- Original cast recording
- Music: Peter Stannard
- Lyrics: Peter Benjamin
- Book: Alan Burke
- Productions: 1958 Melbourne 1958 Brisbane/Sydney

= Lola Montez (musical) =

1962 Australian film by Alan Burke

Lola Montez is a 1958 Australian musical. It was written by Alan Burke, Peter Stannard, and Peter Benjamin and focuses on four days of Lola Montez visiting the Ballarat Goldfields.

==Background==
Stannard, Benjamin, and Burke were all friends from university who wanted to write a musical together. Alan Burke says he had never heard of Lola Montez until he heard her mentioned in a program on the ABC. He was attracted to the subject because it was Australian but had international appeal; he did not want to make something along the lines of On Our Selection. Also, since the lead was a performer, the songs would come naturally.

==Productions==

=== Original production ===
Hugh Hunt of the Australian Elizabethan Theatre Trust heard several auditions of the work and agreed to fund a trial production at the Union Theatre Repertory Company in Melbourne in early 1958. It was directed by John Sumner. The production was very popular.

====Cast====
- Justine Rettick as Lola
- Neil Fitzpatrick
- Glen Tomasetti
- Patricia Connoly
- Alan Hopgood
- George Ogilvie
- Robin Ramsay
- Jon Finlayson
- Monica Maughan.

===Australian Elizabethan Theatre Trust production===
The Trust took up their option and launched a new production. George Carden was brought in to direct.

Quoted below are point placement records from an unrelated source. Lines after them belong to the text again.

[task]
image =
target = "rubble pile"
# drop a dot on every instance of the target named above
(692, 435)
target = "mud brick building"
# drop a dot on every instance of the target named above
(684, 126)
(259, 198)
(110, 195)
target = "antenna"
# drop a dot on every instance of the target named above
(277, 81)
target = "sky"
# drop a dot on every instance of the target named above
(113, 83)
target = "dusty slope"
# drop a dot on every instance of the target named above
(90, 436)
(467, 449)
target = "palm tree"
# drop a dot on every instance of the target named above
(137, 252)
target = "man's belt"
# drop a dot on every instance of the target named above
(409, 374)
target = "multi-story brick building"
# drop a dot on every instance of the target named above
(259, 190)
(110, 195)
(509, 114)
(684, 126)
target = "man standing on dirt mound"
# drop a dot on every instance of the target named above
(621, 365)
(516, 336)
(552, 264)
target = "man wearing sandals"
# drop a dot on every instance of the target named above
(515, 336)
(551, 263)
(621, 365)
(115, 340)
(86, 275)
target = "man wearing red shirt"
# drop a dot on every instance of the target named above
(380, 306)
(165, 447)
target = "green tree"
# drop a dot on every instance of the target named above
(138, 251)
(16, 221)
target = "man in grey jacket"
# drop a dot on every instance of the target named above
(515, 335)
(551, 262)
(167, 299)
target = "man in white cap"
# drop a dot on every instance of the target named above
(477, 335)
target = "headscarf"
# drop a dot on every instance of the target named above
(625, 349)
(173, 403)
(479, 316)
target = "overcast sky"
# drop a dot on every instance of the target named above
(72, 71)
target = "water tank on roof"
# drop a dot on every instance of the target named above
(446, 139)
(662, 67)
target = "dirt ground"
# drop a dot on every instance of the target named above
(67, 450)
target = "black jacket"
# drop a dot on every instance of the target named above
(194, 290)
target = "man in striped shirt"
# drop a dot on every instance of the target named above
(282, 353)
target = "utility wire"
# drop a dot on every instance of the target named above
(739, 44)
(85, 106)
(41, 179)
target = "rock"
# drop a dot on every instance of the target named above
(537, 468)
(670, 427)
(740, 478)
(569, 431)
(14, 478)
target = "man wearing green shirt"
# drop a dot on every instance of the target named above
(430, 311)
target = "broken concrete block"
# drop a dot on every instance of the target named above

Alan Burke says his dream Lola was Vivien Leigh but that he wanted Moyra Fraser to star. Hugh Hunt imported 25 year old Mary Preston from the United Kingdom to play the lead. Burke said Preston was hopelessly miscast playing a 37 year old aging beauty.

The show trialled in Brisbane for a short season. Michael Cole, playing Daniel, was sacked in Brisbane because of his voice. He was replaced by Eric Thornton, who Burke said was too old - a 45-year-old man playing a 19-year-old. The musical moved to Sydney, where it opened on 22 October 1958. Burke says it lost £30,000 and "was a show loved by very few people but it went into legend." However the show did run for more than three months. Michael Cole's single recording of "Saturday Girl" became a minor hit.

Cole later appeared in the TV musical Pardon Miss Westcott which was commissioned from the writers of Lola Montez.

====Cast====
- Mary Preston as Lola
- Frank Wilson as Sam
- Michael Cole, then Eric Thornton, as Daniel

The production and costumes were designed by Hermia Boyd. A retrospective celebration of the work was mounted in February 2018 at the Smorgon Family Plaza, Arts Centre Melbourne.

==1962 television play==
Lola Montez was adapted for TV by the Australian Broadcasting Corporation in 1962.

==Lola and the Highwayman==
In 1965, the ABC presented a TV special called Lola and the Highwayman.

==Revised edition==
The musical has been much revived since in amateur and school productions.

The musical was heavily revised in 1988 for a production in Canberra.